Re: Spark caching questions

2014-09-10 Thread Mayur Rustagi
Cached RDD do not survive SparkContext deletion (they are scoped on a per
sparkcontext basis).
I am not sure what you mean by disk based cache eviction, if you cache more
RDD than disk space the result will not be very pretty :)

Mayur Rustagi
Ph: +1 (760) 203 3257
http://www.sigmoidanalytics.com
@mayur_rustagi https://twitter.com/mayur_rustagi


On Wed, Sep 10, 2014 at 4:43 AM, Vladimir Rodionov 
vrodio...@splicemachine.com wrote:

 Hi, users

 1. Disk based cache eviction policy? The same LRU?

 2. What is the scope of a cached RDD? Does it survive application? What
 happen if I run Java app next time? Will RRD be created or read from cache?

 If , answer is YES, then ...


 3. Is there are any way to invalidate cached RDD automatically?

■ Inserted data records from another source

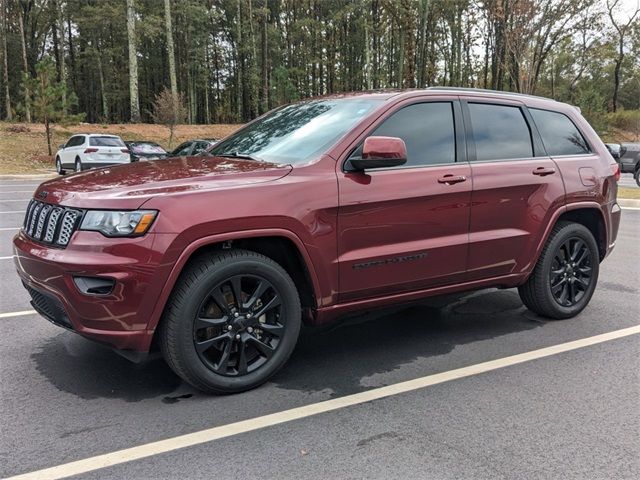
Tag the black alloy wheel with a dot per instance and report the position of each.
(566, 273)
(238, 327)
(571, 271)
(232, 321)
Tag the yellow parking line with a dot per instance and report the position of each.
(17, 314)
(224, 431)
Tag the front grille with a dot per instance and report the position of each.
(49, 307)
(51, 224)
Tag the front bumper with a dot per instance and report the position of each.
(118, 319)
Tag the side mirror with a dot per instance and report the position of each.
(380, 152)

RDD
 partitions? Some API kind of : RDD.isValid()?

 4. HadoopRDD InputFormat - based. Some partitions (splits) may become
 invalid in cache. Can we reload only those partitions? Into cache?

 -Vladimir



Spark caching questions

2014-09-09 Thread Vladimir Rodionov
Hi, users

1. Disk based cache eviction policy? The same LRU?

2. What is the scope of a cached RDD? Does it survive application? What
happen if I run Java app next time? Will RRD be created or read from cache?

If , answer is YES, then ...


3. Is there are any way to invalidate cached RDD automatically? RDD
partitions? Some API kind of : RDD.isValid()?

4. HadoopRDD InputFormat - based. Some partitions (splits) may become
invalid in cache. Can we reload only those partitions? Into cache?

-Vladimir